Check out what the Daily Wire reported:
Two similar cases had come before the court when Justice Ruth Bader Ginsburg, Barrett’s predecessor, served on the Court; the Court had ruled 5-4 in both decisions in favor of the governors imposing the restrictions, not in favor of the religious organizations. In May and July, the Court had ruled on restrictions placed on churches in California and Nevada.
In the two previous decisions, justices in the minority had written powerful dissents. In South Bay United Pentacostal Church v. Gavin Newsom, Chief Justice John Roberts, writing for the majority, wrote in May, “Although California’s guidelines place restrictions on places of worship, those restrictions appear consistent with the Free Exercise Clause of the First Amendment.”
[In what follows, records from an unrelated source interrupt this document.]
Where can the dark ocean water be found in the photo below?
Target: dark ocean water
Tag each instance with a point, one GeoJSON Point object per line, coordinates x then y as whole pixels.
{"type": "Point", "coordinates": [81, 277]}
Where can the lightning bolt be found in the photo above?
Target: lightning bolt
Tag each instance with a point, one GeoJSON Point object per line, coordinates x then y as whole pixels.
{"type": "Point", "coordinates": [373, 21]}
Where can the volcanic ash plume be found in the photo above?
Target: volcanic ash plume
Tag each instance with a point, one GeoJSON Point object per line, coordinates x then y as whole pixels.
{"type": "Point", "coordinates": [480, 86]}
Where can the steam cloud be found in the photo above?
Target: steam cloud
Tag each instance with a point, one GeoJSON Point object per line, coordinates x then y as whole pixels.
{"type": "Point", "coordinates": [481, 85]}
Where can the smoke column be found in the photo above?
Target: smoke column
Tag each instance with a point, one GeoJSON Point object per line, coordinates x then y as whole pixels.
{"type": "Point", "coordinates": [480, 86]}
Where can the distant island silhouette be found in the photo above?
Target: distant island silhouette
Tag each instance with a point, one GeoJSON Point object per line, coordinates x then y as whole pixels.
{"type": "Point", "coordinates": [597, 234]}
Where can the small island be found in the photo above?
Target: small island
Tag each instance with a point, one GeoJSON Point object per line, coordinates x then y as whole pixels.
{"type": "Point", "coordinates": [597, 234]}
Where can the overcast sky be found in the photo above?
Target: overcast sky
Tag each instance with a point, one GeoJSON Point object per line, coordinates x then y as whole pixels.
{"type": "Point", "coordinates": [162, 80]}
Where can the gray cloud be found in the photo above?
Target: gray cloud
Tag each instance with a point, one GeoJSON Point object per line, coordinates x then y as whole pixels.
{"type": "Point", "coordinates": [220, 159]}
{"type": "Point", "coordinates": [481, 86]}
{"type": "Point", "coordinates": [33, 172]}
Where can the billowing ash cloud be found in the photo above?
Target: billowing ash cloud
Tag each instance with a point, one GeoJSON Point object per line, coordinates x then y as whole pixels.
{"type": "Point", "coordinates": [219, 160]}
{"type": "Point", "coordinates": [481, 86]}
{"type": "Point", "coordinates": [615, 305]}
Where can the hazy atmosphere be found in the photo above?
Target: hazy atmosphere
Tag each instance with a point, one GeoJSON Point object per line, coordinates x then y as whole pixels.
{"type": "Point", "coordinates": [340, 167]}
In his dissent, Justice Brett Kavanaugh wrote the following: “I would grant the Church’s requested temporary injunction because California’s latest safety guidelines discriminate against places of worship and in favor of comparable secular businesses. Such discrimination violates the First Amendment. In response to the COVID–19 health crisis, California has now limited attendance at religious worship services to 25% of building capacity or 100 attendees, whichever is lower. The basic constitutional problem is that comparable secular businesses are not subject to a 25% occupancy cap, including factories, offices, supermarkets, restaurants, retail stores, pharmacies, shopping malls, pet grooming shops, bookstores, florists, hair salons, and cannabis dispensaries.”
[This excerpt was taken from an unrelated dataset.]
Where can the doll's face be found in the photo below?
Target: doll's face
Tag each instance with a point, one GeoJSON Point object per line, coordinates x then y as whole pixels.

He continued, “In my view, California’s discrimination against religious worship services contravenes the Constitution. … What California needs is a compelling justification for distinguishing between (i) religious worship services and (ii) the litany of other secular businesses that are not subject to an occupancy cap. California has not shown such a justification.”
Back in July, in Calvary Chapel Dayton Valley v. Steve Sisolak, Governor of Nevada, Justice Samuel Alito dissented the following as he wrote for the minority:
The Constitution guarantees the free exercise of religion. It says nothing about the freedom to play craps or blackjack, to feed tokens into a slot machine, or to engage in any other game of chance. But the Governor of Nevada apparently has different priorities. Claiming virtually unbounded power to restrict constitutional rights during the COVID–19 pandemic, he has issued a directive that severely limits attendance at religious services.
A church, synagogue, or mosque, regardless of its size, may not admit more than 50 persons, but casinos and certain other favored facilities may admit 50% of their maximum occupancy— and in the case of gigantic Las Vegas casinos, this means that thousands of patrons are allowed. That Nevada would discriminate in favor of the powerful gaming industry and its employees may not come as a surprise, but this Court’s willingness to allow such discrimination is disappointing. We have a duty to defend the Constitution, and even a public health emergency does not absolve us of that responsibility.